Sementara itu, Gerry mengusulkan roadmap pembentukan Badan Eksplorasi Antartika Indonesia (BEAI). Dimulai tahun 2025 dengan pembentukan BEAI, pemetaan kebutuhan riset, memulai Indonesia Antarctic Expedition (IAE), sampai tahun 2029 dengan mengembangkan modul stasiun riset Antartika.

“Urgensi tersebut berangkat dari posisi Indonesia yang strategis dengan kedekatan jarak yang hanya sekitar 5.600 km dari Stasiun Mirny milik Rusia di Antartika. Hal ini memperkuat posisi Indonesia dalam menghadapi isu-isu global seperti perubahan iklim dan potensi tenggelamnya pulau-pulau kecil di Indonesia,” ujarnya.
Di sisi lain Shofwan mengatakan bahwa posisi geografis Indonesia memberi peluang unik dalam geopolitik global, “seperti Indonesia dapat menawarkan jalur aman bagi negara-negara yang terisolasi oleh blok politik tertentu, menjadi inisiator koalisi netral, serta dapat memposisikan diri sebagai pusat penelitian dan pertemuan internasional terkait Antarktika dapat meningkatkan daya tawar Indonesia dalam forum global.”
Namun, Shofwan menekankan bahwa peran ini harus dijalankan dengan hati-hati agar Indonesia tidak terjebak menjadi instrumen salah satu kekuatan besar. Keseimbangan diplomasi antara blok Barat dan negara-negara seperti Rusia atau Tiongkok menjadi kunci.

“Jika eksplorasi sumber daya di Antarktika berlangsung tanpa regulasi ketat, dampak lingkungan bersifat global. Indonesia berisiko hanya menerima efek negatif seperti kerusakan ekosistem laut dan perubahan iklim yang lebih cepat tanpa memperoleh manfaat ekonomi langsung. Oleh karena itu, strategi yang mengutamakan keberlanjutan, diplomasi multilateral, dan perlindungan lingkungan menjadi penting,” jelas Shofwan,
Lebih lanjut ia mengatakan, Antartika adalah kawasan di mana isu lingkungan global dan geopolitik saling bertemu.
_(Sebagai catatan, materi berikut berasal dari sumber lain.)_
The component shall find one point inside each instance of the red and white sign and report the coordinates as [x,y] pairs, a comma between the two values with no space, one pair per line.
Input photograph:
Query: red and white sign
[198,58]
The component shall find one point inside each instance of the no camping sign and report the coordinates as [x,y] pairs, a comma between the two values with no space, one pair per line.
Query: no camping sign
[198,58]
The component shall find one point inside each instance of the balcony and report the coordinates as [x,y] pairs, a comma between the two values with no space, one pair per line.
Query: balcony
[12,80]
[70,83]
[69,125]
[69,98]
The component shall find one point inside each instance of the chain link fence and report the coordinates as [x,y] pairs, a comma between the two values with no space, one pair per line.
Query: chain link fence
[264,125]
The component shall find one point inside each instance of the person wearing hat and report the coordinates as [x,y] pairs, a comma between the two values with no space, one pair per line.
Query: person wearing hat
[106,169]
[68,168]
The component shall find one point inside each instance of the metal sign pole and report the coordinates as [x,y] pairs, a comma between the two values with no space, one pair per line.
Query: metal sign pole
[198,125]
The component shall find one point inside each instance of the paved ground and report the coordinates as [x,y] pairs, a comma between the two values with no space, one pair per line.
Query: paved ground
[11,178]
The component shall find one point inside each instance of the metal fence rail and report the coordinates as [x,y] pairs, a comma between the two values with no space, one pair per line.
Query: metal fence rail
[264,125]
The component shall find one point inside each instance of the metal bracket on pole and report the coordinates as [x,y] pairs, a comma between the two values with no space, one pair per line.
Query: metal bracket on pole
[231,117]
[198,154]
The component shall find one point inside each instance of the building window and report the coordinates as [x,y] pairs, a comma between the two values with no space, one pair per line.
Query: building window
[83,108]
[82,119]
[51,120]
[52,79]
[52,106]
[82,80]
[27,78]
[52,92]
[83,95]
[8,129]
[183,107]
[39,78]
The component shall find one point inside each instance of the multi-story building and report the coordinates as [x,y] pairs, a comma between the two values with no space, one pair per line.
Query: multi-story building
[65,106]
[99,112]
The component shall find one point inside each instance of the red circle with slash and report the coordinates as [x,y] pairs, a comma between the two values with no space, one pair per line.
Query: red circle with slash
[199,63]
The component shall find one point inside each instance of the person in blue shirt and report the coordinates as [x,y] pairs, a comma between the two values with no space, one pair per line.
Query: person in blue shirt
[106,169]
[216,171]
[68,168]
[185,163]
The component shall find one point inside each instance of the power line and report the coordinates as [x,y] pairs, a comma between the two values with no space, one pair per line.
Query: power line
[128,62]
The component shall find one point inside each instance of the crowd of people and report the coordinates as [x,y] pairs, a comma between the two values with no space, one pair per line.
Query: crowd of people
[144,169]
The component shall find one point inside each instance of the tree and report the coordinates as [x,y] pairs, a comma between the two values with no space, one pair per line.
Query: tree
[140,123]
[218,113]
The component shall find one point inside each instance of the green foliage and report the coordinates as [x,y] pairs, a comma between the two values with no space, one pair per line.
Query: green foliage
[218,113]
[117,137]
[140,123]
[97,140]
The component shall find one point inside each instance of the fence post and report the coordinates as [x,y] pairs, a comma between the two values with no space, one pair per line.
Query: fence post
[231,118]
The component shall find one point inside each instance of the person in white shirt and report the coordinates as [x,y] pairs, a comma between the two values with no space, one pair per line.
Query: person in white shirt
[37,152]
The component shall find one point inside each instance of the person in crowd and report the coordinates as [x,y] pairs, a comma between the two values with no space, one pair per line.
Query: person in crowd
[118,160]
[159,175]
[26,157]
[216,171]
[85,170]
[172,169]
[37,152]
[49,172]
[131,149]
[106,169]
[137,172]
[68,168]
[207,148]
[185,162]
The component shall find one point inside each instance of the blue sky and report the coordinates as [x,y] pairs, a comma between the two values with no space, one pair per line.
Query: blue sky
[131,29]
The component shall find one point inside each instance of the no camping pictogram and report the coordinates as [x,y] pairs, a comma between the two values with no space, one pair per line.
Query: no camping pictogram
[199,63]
Perubahan di cryosphere memengaruhi kehidupan di negara tropis seperti Indonesia, sementara dinamika politik di kawasan tersebut dapat membuka peluang maupun ancaman strategis.
Sebagai penutup Shofwan mengatakan, “dengan memanfaatkan posisi geografis dan kapasitas diplomatiknya, Indonesia berpotensi menjadi aktor kunci dalam menjaga keberlanjutan dan kestabilan Antarktika, sekaligus melindungi kepentingan nasionalnya di tengah persaingan global yang semakin kompleks.”